“Non ho moglie, né figli. Ma non sono solo. Io ho sposato il mare”. A Torre Annunziata, lungo il molo di Ponente al porto, ogni giorno un “vecchio” scruta l’orizzonte. Annusa odori e profumi, controlla se “c’è tramontana o vento di terra. Questo è buono per andare a largo”. Infine accarezza il “suo” mare. E’ un gesto di ossequiosa referenza, una gentile gratitudine costante.
Quel gesto si ripete puntuale – “al massimo entro mezzogiorno, quando è l’ora di rientrare a casa per il pranzo” – da ottantacinque anni. Sembra una leggenda. Quasi la nitida trasposizione del romanzo che nel 1954 valse ad Hemingway il Nobel per la letteratura. Al posto di una povera capanna, immaginata dallo scrittore americano nel suo capolavoro, c’è però un moderno circolo nautico. Il “vecchio” che ogni giorno scruta l’orizzonte, lungo il molo di Ponente in zona porto, invece non ha un nome esotico. Non è Santiago. Ma proprio come lui, che vive solo nelle pagine immortali di un capolavoro, porterà per sempre “rispetto al mare. E’ la mia vita”. Arso Aurelio Pantaleone è il più antico pescatore di Torre Annunziata. Oggi ha 95 anni. Più che un umile “operaio del mare” è un modello da seguire. Una specie di incrollabile mito. In città o al porto lo conoscono tutti. Basta chiedere di “Zì Peppe”. E da subito, quasi per incanto, si apre un fantastico e ideale scrigno dei ricordi. Racconti di vita semplici e schietti. Pure crudi. Tutti hanno ancora il profumo di mare. “Aspetta un attimo, Zì Peppe sta arrivando. Doveva andare dal dottore. Stai sicuro che entro mezzogiorno arriva” ci dicono i suoi nipoti pescatori, Giuseppe e Felice Farfalla, mentre cerchiamo di scrutare la snella sagoma di Zì Peppe lungo il molo. E lui, poco prima che le campane di un’antica chiesa, quella del Carmine, riflettendosi al solito nell’acqua segnalino l’ora del saluto al mare, arriva come sempre al porto. “Sedetevi Zì Peppe. Ci sono un caffè e un giornalista che vi stanno aspettando” lo avverte suo nipote Giuseppe. Il vecchio pescatore di Torre Annunziata non si scompone. Prende una sedia, beve il caffè. Poi inizia a raccontare. “Il mare è la mia vita. Da ottantacinque anni. Ne avevo dieci quando mio padre, si chiamava Felice, mi portò per la prima volta qui al porto. Dovevo imparare bene a cucire le reti per farlo pescare”.

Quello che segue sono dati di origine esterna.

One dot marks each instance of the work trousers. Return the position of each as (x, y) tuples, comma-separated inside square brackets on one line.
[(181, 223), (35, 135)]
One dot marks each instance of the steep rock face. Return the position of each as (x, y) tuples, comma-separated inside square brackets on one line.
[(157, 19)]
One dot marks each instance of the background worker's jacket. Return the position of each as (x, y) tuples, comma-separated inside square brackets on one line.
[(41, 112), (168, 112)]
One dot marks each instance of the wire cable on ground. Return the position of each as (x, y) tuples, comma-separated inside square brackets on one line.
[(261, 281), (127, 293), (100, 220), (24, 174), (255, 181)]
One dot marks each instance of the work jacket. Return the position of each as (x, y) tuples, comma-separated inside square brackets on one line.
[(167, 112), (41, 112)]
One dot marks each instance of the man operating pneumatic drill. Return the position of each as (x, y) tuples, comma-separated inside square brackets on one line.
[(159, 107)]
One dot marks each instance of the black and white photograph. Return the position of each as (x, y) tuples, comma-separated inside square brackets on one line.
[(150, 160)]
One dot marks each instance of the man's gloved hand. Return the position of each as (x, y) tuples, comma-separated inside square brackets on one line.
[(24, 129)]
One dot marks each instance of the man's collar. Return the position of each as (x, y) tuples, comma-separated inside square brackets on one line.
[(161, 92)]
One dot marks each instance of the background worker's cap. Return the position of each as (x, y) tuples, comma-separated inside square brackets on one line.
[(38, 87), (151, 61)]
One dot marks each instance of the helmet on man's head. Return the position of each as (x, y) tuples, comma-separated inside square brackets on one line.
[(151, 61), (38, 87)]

E’ a questo punto che Zì Peppe, per un attimo, distoglie lo sguardo. Prima era fisso su di noi. Adesso, invece, è rivolto verso il mare. il “vecchio” respira, dopo riprende: “Ho cucito reti per anni. Ogni errore era uno schiaffo. Io stavo sempre zitto, mai una protesta. Alla fine ho imparato. E’ stato papà a in- segnarmi tutto”. Dopo il necessario apprendistato, Zì Peppe, ancora giovanissimo, ha iniziato a uscire in mare con i suoi tre fratelli. “Uscivamo sempre in quattro. Io, Pietro, Raffaele e Vincenzo. Purtroppo, tutti gli altri sono morti. Io sono l’ultimo della dinastia. Ma ricordo che eravamo forti. Uscivamo alle 4 di notte, solo con le reti e le lampare. Pescavamo tonni enormi”. Per quasi 70 anni Zì Peppe, al suo fianco, ha avuto un’alleata forte e affidabile. “Era la mia barca. Era bellissima, azzurra come il mare, lunga 29 metri. L’ideale per pescare tonni, merluzzi e ricciole. Prima, qui a Torre, si pescava bene”.
Dopo è arrivato invece il Sarno. Col suo portato di veleni e di liquami direttamente sversati a mare. “E’ colpa delle industrie, delle persone che non rispettano il mare. Prima erano altri tempi, era un’altra vita. Il mondo era diverso, il mondo era migliore. La gente amava il mare”. Zì Peppe si ferma un attimo. Sente dodici rintocchi. Sono le campane della Chiesa. E’ l’ora del suo saluto al mare. Così il vecchio pescatore si alza dalla sedia, fa due passi. Si sporge dalla banchina, togliendosi per un attimo il cappello. E’ mezzogiorno. E’ l’ora del saluto. E’ l’ora di tornare a casa per il pranzo. “Felice” conclude il “vecchio” prima di andare “l’aria è buona. C’è vento di terra, il mare è una tavola. Appena possibile voglio tornare a uscire. Portami con te, in barca e a largo. E’ questa la mia vita”.